Accelerated telomere shortening in β-thalassemia/HbE patients
β-Thalassemia/HbE disease is caused by a defective β-globin synthesis that leads to accumulation of excess unbound α-globins, and consequently oxidative stress, ineffective erythropoiesis and chronic anemia. Cell replication and oxidative stress are factors contributing to erosion of telomeres responsible for maintaining genomic stability and cell replication capability. In this study, the rate of telomere shortening in β-thalassemia/HbE patients was compared to the rate of telomere shortening in normal individuals.
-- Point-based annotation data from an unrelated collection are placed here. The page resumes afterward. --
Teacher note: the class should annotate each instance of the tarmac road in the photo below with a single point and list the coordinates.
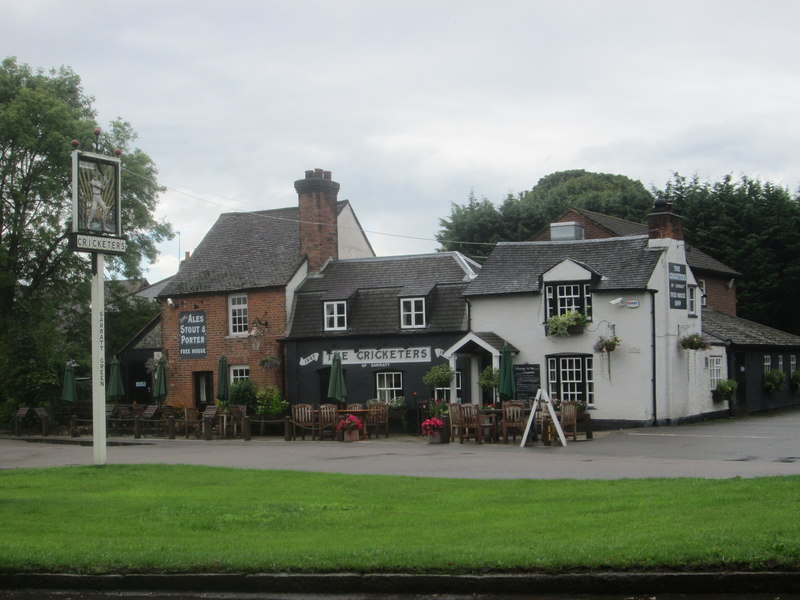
(754, 446)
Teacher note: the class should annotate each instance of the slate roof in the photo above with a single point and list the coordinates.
(725, 327)
(623, 263)
(373, 287)
(243, 251)
(697, 259)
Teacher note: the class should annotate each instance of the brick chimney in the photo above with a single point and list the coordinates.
(663, 223)
(319, 239)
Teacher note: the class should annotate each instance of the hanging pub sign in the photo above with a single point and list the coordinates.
(96, 214)
(677, 286)
(192, 334)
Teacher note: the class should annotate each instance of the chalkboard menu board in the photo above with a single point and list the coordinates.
(529, 380)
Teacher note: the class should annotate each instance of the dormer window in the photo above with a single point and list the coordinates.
(412, 313)
(336, 316)
(562, 298)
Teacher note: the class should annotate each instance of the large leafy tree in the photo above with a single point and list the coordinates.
(752, 226)
(42, 282)
(473, 227)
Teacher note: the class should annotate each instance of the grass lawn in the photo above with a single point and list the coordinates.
(155, 518)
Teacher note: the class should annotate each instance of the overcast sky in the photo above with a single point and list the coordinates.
(414, 104)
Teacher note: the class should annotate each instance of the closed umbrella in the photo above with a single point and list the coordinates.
(116, 391)
(70, 393)
(160, 384)
(223, 385)
(507, 386)
(336, 387)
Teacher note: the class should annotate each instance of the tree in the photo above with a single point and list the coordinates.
(520, 217)
(41, 280)
(752, 227)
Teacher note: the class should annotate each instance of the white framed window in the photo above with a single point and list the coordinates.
(443, 394)
(335, 316)
(388, 384)
(715, 370)
(561, 298)
(571, 378)
(237, 314)
(412, 313)
(239, 372)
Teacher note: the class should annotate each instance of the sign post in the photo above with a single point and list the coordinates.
(97, 228)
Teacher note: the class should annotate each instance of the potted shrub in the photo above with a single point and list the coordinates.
(432, 429)
(349, 427)
(566, 324)
(773, 381)
(607, 343)
(694, 341)
(725, 390)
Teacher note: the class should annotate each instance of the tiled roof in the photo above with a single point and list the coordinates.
(697, 259)
(515, 267)
(740, 331)
(373, 287)
(243, 251)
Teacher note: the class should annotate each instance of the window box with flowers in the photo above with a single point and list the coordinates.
(694, 341)
(569, 323)
(350, 428)
(432, 429)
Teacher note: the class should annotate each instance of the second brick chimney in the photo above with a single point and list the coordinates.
(317, 197)
(663, 223)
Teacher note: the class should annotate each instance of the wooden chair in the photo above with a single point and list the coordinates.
(328, 420)
(513, 414)
(569, 418)
(454, 412)
(471, 424)
(303, 418)
(377, 417)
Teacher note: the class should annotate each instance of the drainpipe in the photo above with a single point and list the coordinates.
(653, 353)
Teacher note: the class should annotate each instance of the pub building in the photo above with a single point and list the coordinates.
(390, 319)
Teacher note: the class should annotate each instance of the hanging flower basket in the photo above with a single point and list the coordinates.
(607, 343)
(695, 341)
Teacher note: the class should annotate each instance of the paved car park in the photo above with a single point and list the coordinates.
(753, 446)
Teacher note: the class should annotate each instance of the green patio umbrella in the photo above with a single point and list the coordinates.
(506, 386)
(69, 393)
(160, 382)
(116, 391)
(223, 384)
(336, 387)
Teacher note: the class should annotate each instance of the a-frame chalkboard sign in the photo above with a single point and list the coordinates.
(550, 409)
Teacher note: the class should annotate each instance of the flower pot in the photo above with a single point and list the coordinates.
(351, 435)
(435, 438)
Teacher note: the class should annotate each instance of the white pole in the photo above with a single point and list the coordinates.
(98, 360)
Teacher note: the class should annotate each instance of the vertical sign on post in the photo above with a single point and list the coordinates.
(97, 228)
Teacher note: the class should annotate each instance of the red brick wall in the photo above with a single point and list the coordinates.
(266, 305)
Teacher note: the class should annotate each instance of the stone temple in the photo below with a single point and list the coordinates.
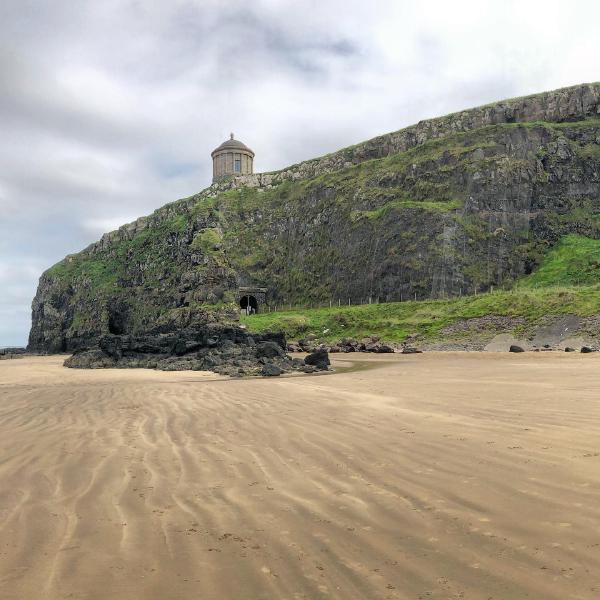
(231, 158)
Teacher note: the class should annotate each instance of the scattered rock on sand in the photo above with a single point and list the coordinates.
(271, 370)
(319, 359)
(411, 350)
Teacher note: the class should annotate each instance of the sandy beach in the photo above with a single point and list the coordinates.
(445, 476)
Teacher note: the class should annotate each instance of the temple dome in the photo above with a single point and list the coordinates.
(231, 159)
(232, 144)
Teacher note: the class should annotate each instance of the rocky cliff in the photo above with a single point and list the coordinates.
(446, 207)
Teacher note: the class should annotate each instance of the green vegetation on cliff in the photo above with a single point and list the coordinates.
(566, 283)
(446, 208)
(395, 321)
(575, 260)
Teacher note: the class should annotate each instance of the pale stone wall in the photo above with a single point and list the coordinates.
(224, 163)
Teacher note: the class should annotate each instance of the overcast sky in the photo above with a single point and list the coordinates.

Telomere length was determined from peripheral blood mononuclear cells of 43 β-thalassemia/HbE patients and 22 normal controls using Flow-FISH analysis. The telomere length was shown to be age-dependent in normal group (rs = 0.715, P = 0.002), whereas severity-dependent telomere shortening was observed in the patients. The telomere length of patients who had severe clinical symptoms (10.07 ± 2.15%) was shorter than that of patients who showed mild symptoms (15.59 ± 2.27%), moderate symptoms (14.50 ± 1.41%) and those in the normal group (14.75 ± 3.11%, P
< 0.05). Additionally, reticulocyte count and oxidative stress were correlated with telomere length. This indicates that increased oxidative stress and markedly enhanced erythropoiesis in β-thalassemia/HbE patients leads to accelerated telomere erosion in clinically severe patients.